The tech industry has been trying to explain to the State Department how bad this will be for US citizens if, for example, China, who did sign the treaty, demands Microsoft or Google to hand over a US citizen’s email, say, for example, the email of Donald J Trump, with no ability to stop it. It would also allow Russia to force the extradition of US security researchers to Russia to face charges of hacking if Russia wants to.

The problem the US was facing was that over the last five years that this treaty has been in the works, the US has been supportive of it, so it might embarrass the diplomats if they voted against it now.

However, the political optics of say, China or Venezuela demanding that we turn over information or people to them to prosecute is probably worse than getting embarrassed for not signing it.

More than 70 countries signed the agreement last week in Hanoi which means that more than 100 did not, likely for similar reasons.

Interestingly, the UK (which has the Snooper’s Charter) and the EU (which claims that citizens have a fundamental right to privacy) did sign it.

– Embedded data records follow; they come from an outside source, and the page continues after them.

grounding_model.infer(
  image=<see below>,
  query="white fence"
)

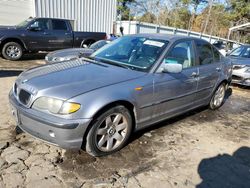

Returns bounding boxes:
[115,21,240,45]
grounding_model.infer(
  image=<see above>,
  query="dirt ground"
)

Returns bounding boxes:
[0,56,250,188]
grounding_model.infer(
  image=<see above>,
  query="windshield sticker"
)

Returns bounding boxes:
[143,40,164,47]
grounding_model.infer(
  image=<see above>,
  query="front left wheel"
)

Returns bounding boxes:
[85,105,133,157]
[2,42,23,60]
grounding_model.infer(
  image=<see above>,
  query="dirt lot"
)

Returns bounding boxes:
[0,56,250,188]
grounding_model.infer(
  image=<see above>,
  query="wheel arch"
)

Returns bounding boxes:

So much for EU privacy.

All signers still have to create national laws to implement the thing that they signed.

Part of the problem with the treaty is the language, much of which was put forth by countries like China. The language is even more weasel-worded than most US laws. For example, it requires compliance if someone (a citizen of the target country) is accused of a serious crime, which is defined as a crime, the conviction of which, is punishable by a sentence of at least 4 years in the country that is asking for the data. That means if China wants to get information or cooperation from the US to arrest and prosecute a US citizen, all they need to do is, in the dark of night, pass a law that penalizes that action by a sentence of more than four years.

The UN says that they expect signers to respect human rights. Sure. And I am the King of England.

It also requires signers to create a nationwide surveillance regime, which countries like the UK support – it already has more than 20 million surveillance cameras and more cameras than any other country except China.

Still, the US says it is “looking at it”, meaning they still could sign the treaty. Even if they did, the Senate would need to ratify it and then Congress would need to pass laws to implement it. That might not be terribly popular with Republican voters concerns about government overreach in an election year.